Wer wie ich an einer Universität oder Fachhochschule Informatik mit Zielrichtung Softwareentwicklung studiert hat, dem ist wahrscheinlich beigebracht worden, jedes Programm von unten nach oben zu entwickeln. Man startet mit dem Datenmodell und arbeitet sich über ein Kommandozeileninterface so langsam nach oben, bis man eine Benutzeroberfläche entwickelt. Das Problem ist nur: so kann man nur schlecht mit Kunden arbeiten.

Meine Erfahrung ist, dass noch in der initialen Besprechung oft gefragt wird, wann man den nächsten Termin einplanen kann, an dem man sich „einen ersten Entwurf“ anschauen kann. Wenn ich jetzt den Termin festmache und dann nur ein abstraktes Datenmodell zeige sowie die Kernalgorithmen präsentiere, kann das kaum jemand einordnen. „Wie weit ist der? 2 Wochen sind rum und es gibt nur ein bisschen Theorie und nicht mal ein Fenster im Programm ist fertig?“.

Wie also kann ich einerseits strukturiert entwickeln (von unten nach oben) und gleichzeitig nicht zu viel Zeit in eine Oberfläche investieren, die sich sicherlich noch mehrmals ändert?
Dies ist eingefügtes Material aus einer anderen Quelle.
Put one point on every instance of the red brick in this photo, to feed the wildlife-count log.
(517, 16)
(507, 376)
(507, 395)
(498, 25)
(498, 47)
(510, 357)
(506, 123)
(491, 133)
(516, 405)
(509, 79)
Es gibt viele Prototyping-Applikationen, mit denen man sogenannte mockups erstellen kann, beispielhaft kann man hier Balsamiq oder Axure nennen. Einen ganz anderen Ansatz verfolgt das PowerPoint Prototyping Tookit. Hier wird keine lange Einarbeitungszeit fällig (wenn ich davon ausgehe, dass viele User PowerPoint zumindest leidlich bedienen können) und oft ist die Lizenz für die Software sowieso vorhanden.

Im Prinzip handelt es sich bei dem Paket und eine normale PowerPoint-Datei, die vorgefertigte Bildschirmelemente wie Buttons, Fenster oder Scrollbalken enthält. Diese sind gesammelt vorhanden und können einfach per Copy & Paste zu vollständigen Bildschirmmasken zusammengesetzt werden.

Ich habe das bei einem aktuellen Projekt einmal ausprobiert und war positiv überrascht, wie simpel und zeitsparend sich damit Oberflächen „zusammenkopieren“ lassen. Klar, die Genauigkeit von professionellen Tools wird damit nicht erreicht, aber das will ich auch überhaupt nicht. Ganz im Gegenteil, ein bisschen schief ist nicht schlecht, weil der Kunde damit klar erkennt, dass es sich nicht um ein endgültiges Produkt handelt.

Die Kombination von diesem einfachen Tool mit der „wissenschaftlich korrekten“ Arbeitsweise stellt beide Seiten zufrieden und am Ende kommt ein Produkt heraus, das passt – und darauf kommt es doch an.